The Cryosphere (Nov 2024)
Modelling snowpack on ice surfaces with the ORCHIDEE land surface model: application to the Greenland ice sheet
Abstract
Current climate warming is accelerating mass loss from glaciers and ice sheets. In Greenland, the rates of mass changes are now dominated by changes in surface mass balance (SMB) due to increased surface melting. To improve the future sea-level rise projections, it is therefore critical to have an accurate estimate of the SMB, which depends on the representation of the processes occurring within the snowpack. The Explicit Snow (ES) scheme implemented in the land surface model Organising Carbon and Hydrology In Dynamic Ecosystems (ORCHIDEE) has not yet been adapted to ice-covered areas. Here, we present the preliminary developments we made to apply the ES model to glaciers and ice sheets.
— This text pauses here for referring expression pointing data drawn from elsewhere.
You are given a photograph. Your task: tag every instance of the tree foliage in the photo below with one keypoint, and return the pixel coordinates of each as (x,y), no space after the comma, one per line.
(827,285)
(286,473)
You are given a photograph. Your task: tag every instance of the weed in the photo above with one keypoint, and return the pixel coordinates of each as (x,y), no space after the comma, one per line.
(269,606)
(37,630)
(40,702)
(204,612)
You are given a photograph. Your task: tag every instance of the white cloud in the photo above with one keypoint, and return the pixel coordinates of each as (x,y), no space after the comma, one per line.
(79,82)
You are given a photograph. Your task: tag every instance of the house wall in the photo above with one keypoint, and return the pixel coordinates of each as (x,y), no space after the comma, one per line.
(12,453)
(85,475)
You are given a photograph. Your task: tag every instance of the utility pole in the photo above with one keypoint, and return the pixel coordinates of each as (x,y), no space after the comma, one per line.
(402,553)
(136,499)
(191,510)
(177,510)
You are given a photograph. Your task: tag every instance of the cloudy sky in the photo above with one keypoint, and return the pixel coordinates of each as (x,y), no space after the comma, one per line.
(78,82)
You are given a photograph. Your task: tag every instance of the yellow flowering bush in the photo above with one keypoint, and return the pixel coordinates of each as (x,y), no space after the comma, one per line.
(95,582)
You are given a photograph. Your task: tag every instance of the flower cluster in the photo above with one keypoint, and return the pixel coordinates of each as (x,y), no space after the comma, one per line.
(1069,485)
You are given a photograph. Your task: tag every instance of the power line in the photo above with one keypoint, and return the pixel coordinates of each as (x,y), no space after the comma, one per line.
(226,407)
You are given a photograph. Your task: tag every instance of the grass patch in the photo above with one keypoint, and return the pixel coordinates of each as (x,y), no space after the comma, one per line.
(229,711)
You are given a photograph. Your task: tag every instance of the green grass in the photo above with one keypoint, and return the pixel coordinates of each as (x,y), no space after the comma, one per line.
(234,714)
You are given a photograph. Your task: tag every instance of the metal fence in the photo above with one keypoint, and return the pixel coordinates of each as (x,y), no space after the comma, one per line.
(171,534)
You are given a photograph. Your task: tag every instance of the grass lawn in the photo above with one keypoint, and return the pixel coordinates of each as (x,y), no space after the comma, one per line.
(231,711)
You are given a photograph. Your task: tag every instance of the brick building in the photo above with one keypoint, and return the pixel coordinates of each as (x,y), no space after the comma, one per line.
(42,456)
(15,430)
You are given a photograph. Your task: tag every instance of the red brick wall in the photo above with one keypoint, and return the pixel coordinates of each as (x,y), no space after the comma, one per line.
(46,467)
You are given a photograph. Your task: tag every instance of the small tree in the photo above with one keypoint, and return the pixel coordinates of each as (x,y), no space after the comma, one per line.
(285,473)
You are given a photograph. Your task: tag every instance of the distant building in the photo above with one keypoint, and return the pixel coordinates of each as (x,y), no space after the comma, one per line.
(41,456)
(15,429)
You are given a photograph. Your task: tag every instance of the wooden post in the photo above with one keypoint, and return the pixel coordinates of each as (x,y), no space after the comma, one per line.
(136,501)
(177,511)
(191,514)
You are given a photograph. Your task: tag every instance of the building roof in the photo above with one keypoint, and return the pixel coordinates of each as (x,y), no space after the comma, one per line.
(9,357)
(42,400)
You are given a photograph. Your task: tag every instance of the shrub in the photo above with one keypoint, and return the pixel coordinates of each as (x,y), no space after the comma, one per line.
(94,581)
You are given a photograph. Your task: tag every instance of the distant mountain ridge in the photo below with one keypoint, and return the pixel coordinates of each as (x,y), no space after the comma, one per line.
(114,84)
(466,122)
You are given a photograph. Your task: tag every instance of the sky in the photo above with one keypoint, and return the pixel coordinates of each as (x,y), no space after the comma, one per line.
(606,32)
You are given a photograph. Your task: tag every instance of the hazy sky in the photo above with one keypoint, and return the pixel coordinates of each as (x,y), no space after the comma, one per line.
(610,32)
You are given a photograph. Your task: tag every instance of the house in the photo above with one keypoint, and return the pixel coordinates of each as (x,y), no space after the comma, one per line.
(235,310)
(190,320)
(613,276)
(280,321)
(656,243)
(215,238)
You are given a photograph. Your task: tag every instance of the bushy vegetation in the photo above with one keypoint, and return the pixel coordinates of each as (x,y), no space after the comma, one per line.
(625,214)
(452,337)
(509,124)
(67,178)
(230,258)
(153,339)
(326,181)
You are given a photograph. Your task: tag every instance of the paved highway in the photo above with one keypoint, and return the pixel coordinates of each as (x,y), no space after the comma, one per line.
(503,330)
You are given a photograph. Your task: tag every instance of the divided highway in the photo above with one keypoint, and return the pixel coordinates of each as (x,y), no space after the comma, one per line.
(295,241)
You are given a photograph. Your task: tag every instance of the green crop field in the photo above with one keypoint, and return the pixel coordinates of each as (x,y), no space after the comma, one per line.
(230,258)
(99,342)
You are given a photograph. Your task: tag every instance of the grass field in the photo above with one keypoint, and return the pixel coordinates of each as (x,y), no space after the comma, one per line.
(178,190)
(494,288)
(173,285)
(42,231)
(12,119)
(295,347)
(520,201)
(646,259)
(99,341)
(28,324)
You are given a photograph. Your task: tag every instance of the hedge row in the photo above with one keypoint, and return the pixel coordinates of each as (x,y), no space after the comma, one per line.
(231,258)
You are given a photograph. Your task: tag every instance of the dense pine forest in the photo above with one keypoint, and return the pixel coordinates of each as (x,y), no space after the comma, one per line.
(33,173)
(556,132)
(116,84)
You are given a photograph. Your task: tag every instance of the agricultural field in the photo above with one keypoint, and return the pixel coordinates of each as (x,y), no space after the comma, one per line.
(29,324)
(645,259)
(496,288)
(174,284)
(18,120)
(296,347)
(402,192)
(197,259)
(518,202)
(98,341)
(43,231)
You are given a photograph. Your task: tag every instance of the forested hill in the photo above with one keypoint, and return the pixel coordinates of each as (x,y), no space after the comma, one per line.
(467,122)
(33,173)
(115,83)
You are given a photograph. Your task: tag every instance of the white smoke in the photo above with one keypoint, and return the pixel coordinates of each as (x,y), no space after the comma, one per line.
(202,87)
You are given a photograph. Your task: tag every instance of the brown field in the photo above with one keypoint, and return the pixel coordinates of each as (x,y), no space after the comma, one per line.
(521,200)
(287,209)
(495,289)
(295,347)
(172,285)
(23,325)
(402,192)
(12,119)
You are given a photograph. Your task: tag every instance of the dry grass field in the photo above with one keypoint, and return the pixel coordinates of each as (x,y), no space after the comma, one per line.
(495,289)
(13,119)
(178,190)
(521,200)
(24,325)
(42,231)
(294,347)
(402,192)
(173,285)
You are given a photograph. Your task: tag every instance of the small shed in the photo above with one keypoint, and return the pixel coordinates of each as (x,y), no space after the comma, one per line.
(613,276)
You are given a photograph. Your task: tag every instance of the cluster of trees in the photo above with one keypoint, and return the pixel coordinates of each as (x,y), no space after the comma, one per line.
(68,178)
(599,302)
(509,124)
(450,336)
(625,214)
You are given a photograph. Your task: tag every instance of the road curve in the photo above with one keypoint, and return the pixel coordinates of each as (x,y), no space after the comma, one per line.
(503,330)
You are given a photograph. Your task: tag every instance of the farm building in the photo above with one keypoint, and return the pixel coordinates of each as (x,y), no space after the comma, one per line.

Our analysis mainly concerns the model's ability to represent ablation-related processes. At the regional scale, our results are compared to the MAR regional atmospheric model outputs and to MODIS albedo retrievals. Using different albedo parameterizations, we performed offline ES simulations forced by the MAR model over the 2000–2019 period. Our results reveal a strong sensitivity of the modelled SMB components to the albedo parameterization. Results inferred with albedo parameters obtained using a manual tuning approach present very good agreement with the MAR outputs. Conversely, with the albedo parameterization used in the standard ORCHIDEE version, runoff and sublimation were underestimated. We also tested parameters found in a previous data assimilation experiment, calibrating the ablation processes using MODIS snow albedo. While these parameters greatly improve the modelled albedo over the entire ice sheet, they degrade the other model outputs compared to those obtained with the manually tuned approach. This is likely due to the model overfitting to the calibration albedo dataset without any constraint applied to the other processes controlling the state of the snowpack. This underlines the need to perform a “multi-objective” optimization using auxiliary observations related to internal snowpack processes. Although there is still room for further improvements, the developments reported in the present study constitute an important advance in assessing the Greenland SMB with possible extension to mountain glaciers or the Antarctic ice sheet.